# Interoperable use of JSON for `did:web` DIDs
As currently specified, the [did:web method](https://w3c-ccg.github.io/did-method-web/) hardcodes a `.json` extension for DID document retrieval, be it from the `.well-known` default or for specific users. It simultaneously expects that document to be a JSON-LD document (see step 3 under [Create](https://w3c-ccg.github.io/did-method-web/#create-register)).
At the same time, the [DID Implementation Guide](https://www.w3.org/TR/did-imp-guide/) has a [whole multipage section](https://www.w3.org/TR/did-imp-guide/#drawbacks) cautioning against the risks involved in mixing up JSON and JSON-LD, and not using the prescribed media types being `application/did+json` and `application/did+ld+json`.
This is cause for some consternation.
If there is one thing that the past 30 years of standards have taught us, it's that, particularly in a heavily distributed context with many actors and no central enforcement, you get *a lot* more interoperability by creating standards that match how people use technology rather than trying to shoehorn people into some narrow pet peeve about correctness. There's a lot more of them than there are of you, and implementers care more about making their users happy than standard wonks.
The truth of the matter is that the vast majority of `did:web` documents are, because their URLs end in `.json`, going to be served as `application/json`. In fact it's very likely that DID documents in general (at least those that use a JSON syntax), being produced and served using JSON tools, are going to end up serving their documents as `application/json` no matter what. And the second that this is common, processors will just accept it.

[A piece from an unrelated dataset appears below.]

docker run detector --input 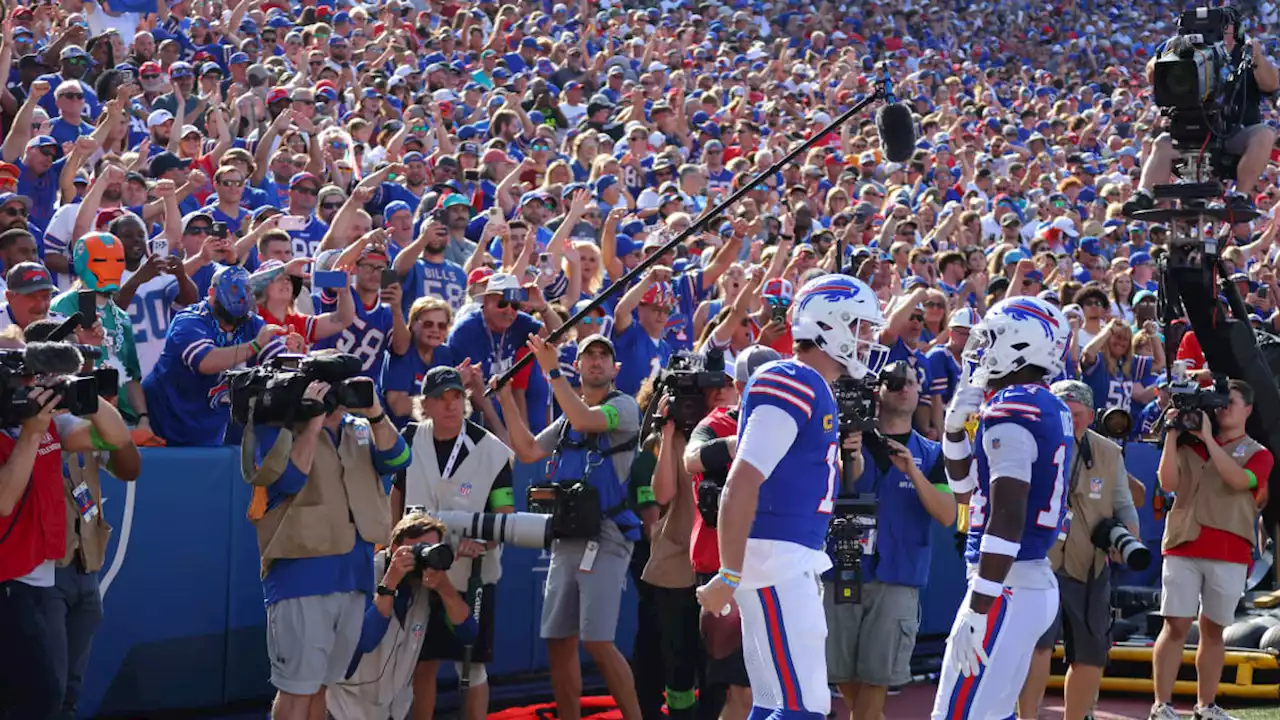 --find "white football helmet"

Now, in a perfect world people would stop making up media types like `application/did+ld+json` that won't gain traction, but this isn't a perfect world and the Implementation Guide's warning about attacks based on differing semantics between JSON and JSON-LD are real. This kind of attack is *exactly* what you get from using media types in this way and is the primary reason why authoritative metadata must die a fiery death.
Here's the fix: we need to define how DID processors process `application/json` documents. This is done as follows:
1. If there is an `@context` key at the root of the document, process it according to the JSON-LD rules. If you aren't able to do so, then reject the document.
2. Otherwise, process the document according to the JSON rules. If you aren't able to do so, then reject the document.
That's it. The benefits are that:
* This is a lot more robust and is safe against authoritative metadata antipatterns.
* It matches likely real-world usage.
* It makes it possible to completely ignore `application/did+json` and `application/did+ld+json`.